PORT ANGELES — The 14-year-old Sequim boy who plotted to kill three high school football coaches will be incarcerated until his 21st birthday.
Following prosecutors’ recommendations for the standard range, Clallam County Superior Court Judge George Wood on Friday imposed a sentence of about six years to 7½ years — plus an additional year for a firearm enhancement — for the boy, who was convicted last month of attempted murder and other crimes.
Attorneys for the teen, whose name is being withheld because he was tried as a juvenile, had sought a sentence lower than the standard range, citing two separate evaluations that suggest the boy suffers from a mental health condition.

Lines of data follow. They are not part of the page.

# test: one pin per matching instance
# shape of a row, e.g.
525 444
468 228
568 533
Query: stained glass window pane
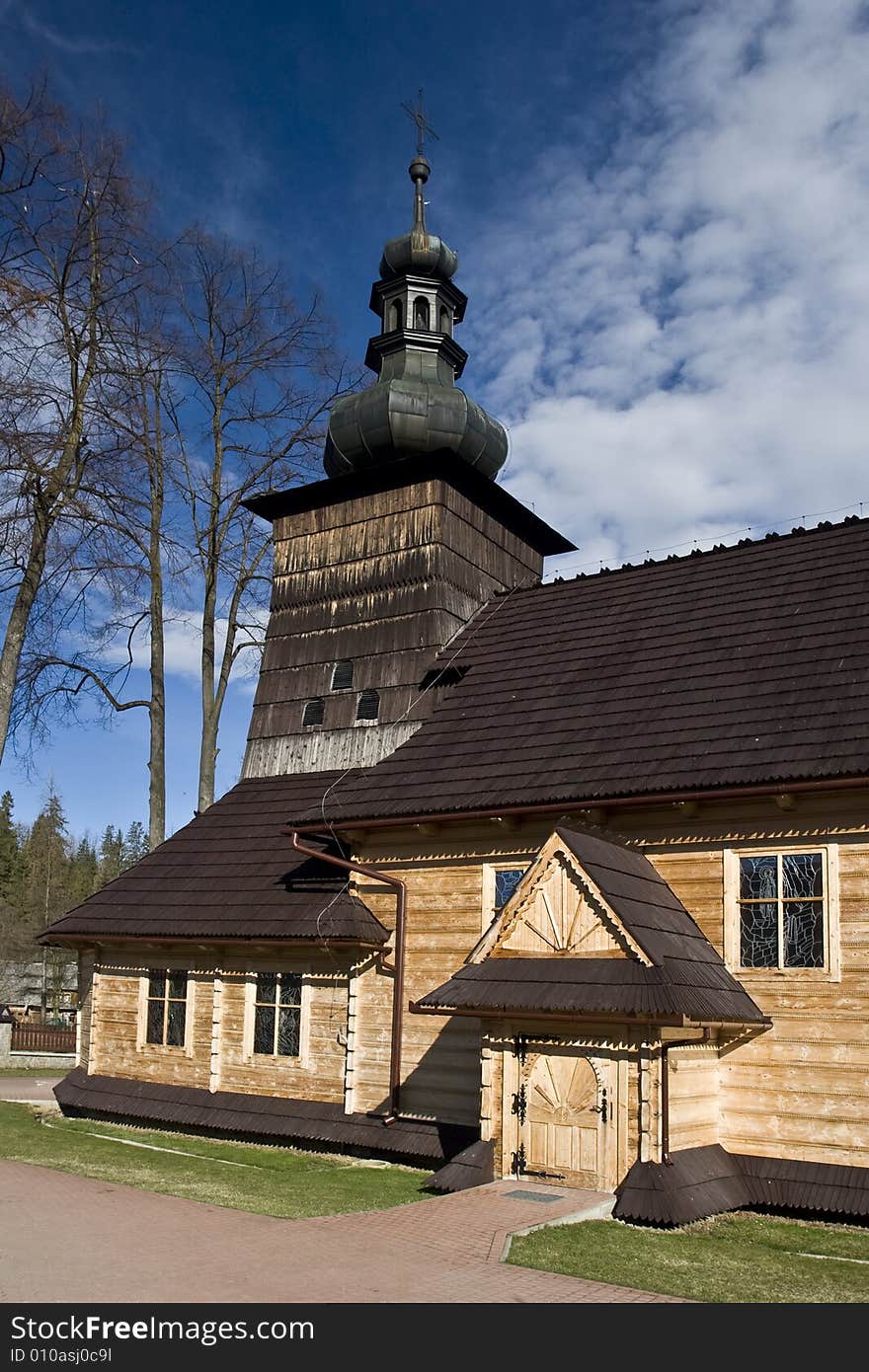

Several of the boy’s family members also wrote letters to Judge Wood, detailing a difficult childhood filled with medical and emotional issues, from being abandoned by his mother to losing one whole kidney and part of the other at age 6.
Release in 2011
The boy should be released from incarceration on June 3, 2011, which is his 21st birthday, Deputy Prosecuting Attorney Tracey Lassus said.
He has no prior criminal history.
The teen was convicted March 21 of robbery, assault, unlawful possession of a firearm, taking a motor vehicle without permission while armed with a firearm, and three counts of first-degree attempted murder.
Investigators said he dressed in camouflage clothing and face paint, pointed a loaded shotgun at his stepmother and demanded the car keys, then set off in the minivan from his Sequim home for the Sequim High School bus barn on a Saturday, arriving two hours after the high school football team had departed for a game in Tacoma.